In reply to a message from 1happycamper sent Tue 29 Nov 2011:
Most often it is necessary to use two tubing wrenches so there is
no strain on the tubes. They are like a box wrench but with a
section of the box removed, so it can be slipped over the tube then
slid onto the hex fitting. Using two of them there is no strain
put on the tube.
Yes all of those fittings are brazed to the rail. And it’s a good
idea to put a little anti-seize on the threads. Of the fittings
when you reassemble it. The threads don’t do any sealing so
there is no chance that the anti-seize will contaminate the fuel.
They are easy to repair. While it’s off add a ‘‘T’’ fitting the
tube that feeds the regulator so that a Schrader valve can be
easily installed. It will make checking fuel pressure very easy.
But don’t bring the pressure gauge into the cabin. I temporarily
tie mine to the wiper blade so I can see it while I drive.
After removing the rail and all of its hoses, Flush it with water
to eliminate any chance of a small fire. Then very carefully clean
the area you wish to repair down to bare metal. It must be shiny
clean. Any contamination will guarantee a leak. An acetylene
torch will provide enough heat to re-braze it or silver solder it.
Either will work fine. The coated brazing rod you can get at most
hardware stores will be the easiest to use. Even a MAP Gas torch
will possibly provide enough heat. But that’s a guess.
A very risky solution would be to clean the leaking area to bare
shiny metal. Be sure it is completely dry.
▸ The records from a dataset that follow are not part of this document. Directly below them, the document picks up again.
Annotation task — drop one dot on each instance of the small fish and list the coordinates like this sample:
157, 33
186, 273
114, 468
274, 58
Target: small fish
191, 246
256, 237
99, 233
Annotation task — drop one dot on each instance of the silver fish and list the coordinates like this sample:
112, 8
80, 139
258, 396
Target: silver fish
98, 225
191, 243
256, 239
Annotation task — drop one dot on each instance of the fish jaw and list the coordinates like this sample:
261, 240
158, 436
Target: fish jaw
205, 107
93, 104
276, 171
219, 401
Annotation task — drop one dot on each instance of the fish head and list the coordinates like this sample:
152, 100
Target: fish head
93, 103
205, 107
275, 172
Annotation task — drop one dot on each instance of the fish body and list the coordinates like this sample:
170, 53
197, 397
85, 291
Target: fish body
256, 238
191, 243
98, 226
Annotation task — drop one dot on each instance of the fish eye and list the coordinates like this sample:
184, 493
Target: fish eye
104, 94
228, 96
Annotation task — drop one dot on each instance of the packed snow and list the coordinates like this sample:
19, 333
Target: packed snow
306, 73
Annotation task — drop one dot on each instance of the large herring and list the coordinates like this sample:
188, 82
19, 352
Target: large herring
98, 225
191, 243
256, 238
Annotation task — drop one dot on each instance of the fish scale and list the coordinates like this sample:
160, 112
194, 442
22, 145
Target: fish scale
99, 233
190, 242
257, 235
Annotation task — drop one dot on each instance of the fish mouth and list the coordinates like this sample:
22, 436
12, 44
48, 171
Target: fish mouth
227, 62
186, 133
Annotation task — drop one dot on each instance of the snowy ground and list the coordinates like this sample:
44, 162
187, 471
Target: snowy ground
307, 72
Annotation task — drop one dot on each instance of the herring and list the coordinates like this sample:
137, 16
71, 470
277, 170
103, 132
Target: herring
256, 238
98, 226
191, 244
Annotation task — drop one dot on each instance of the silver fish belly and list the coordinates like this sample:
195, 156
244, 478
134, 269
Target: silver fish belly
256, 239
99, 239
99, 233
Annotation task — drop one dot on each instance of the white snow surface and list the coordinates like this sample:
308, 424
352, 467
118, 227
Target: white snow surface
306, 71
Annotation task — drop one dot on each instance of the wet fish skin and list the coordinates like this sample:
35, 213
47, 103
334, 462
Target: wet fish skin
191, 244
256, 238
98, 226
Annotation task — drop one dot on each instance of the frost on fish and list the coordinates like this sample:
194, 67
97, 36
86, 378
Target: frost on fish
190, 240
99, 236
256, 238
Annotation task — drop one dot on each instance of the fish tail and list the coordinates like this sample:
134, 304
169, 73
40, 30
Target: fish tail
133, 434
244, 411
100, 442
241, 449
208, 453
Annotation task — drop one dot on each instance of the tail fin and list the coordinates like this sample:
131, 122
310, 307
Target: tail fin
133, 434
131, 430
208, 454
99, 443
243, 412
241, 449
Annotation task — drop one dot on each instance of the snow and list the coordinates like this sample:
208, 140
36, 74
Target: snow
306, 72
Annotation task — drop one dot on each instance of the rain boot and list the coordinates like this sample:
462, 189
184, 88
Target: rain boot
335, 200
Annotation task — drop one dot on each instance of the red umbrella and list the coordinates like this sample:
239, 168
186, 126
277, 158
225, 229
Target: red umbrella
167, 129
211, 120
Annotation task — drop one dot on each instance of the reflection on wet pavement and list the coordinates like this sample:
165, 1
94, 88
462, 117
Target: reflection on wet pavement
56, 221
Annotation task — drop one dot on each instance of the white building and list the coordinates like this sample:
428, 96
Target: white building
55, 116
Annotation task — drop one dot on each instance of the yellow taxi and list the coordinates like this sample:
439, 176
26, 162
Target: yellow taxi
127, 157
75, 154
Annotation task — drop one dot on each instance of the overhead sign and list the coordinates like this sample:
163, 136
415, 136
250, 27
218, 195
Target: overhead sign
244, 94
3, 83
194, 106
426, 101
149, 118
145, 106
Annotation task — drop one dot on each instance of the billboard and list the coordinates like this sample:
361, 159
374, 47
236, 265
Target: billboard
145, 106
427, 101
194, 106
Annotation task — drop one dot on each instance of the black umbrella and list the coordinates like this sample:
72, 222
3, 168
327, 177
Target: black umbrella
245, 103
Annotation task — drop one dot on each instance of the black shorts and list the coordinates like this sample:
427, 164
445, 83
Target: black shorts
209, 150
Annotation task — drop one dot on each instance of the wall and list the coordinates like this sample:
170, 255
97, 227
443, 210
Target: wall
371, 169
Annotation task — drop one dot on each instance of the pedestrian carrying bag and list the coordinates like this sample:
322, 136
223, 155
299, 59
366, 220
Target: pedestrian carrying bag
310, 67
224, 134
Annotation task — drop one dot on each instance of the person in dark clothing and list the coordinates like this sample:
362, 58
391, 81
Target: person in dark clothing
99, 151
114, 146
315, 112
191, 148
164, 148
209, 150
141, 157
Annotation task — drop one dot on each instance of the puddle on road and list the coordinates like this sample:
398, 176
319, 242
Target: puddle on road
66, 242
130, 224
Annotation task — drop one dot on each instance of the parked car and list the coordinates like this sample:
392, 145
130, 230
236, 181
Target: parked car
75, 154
Then use some JB Weld
to block the leak, as long as you remember that there is fuel under
close to 50PSI of pressure that you are trusting to a little
epoxy. But that stuff has worked for me many times when common
sense said that it wouldn’t. It’s only problem is that it takes
forever to cure and it is very runny. Unless you build a dam with
some clay, it will run off the tubes before it even starts to cure.
I was able to pick up some epoxy that is the same stuff Boeing uses
to glue their 787 Dreamliner to gather. It is incredible stuff but
it costs $30 for two tubes the size of the small JB Weld tubes that
I personally like the Idea of brazing the leak. But even that is
most likely fixing a tear in the tube and that sort of repair is
always problematic. You will need to be the judge of how risky the
repair will be.
I once had a fuel injection hose leaking, spraying a mist of fuel
into the engine compartment. Somehow it never caught fire and I
figured that I had missed that bullet, but I would never ever temp
the dark side again, at least not if I could help it.
Be sure to use two wrenches when reassembling and preferably hose
or tubing wrenches.–
The original message included these comments:
I was afraid of this happening…see my previous post
regarding looking for a solution to my ‘‘no start’’ 1995 XJ6 I
tried to check the fuel flow. I was unsuccessful in
loosening the nut on the fuel rail -the one near the fire
wall.The result si that now I have a car that does start,
the radio works - but with a HUGE gasoline leak!!!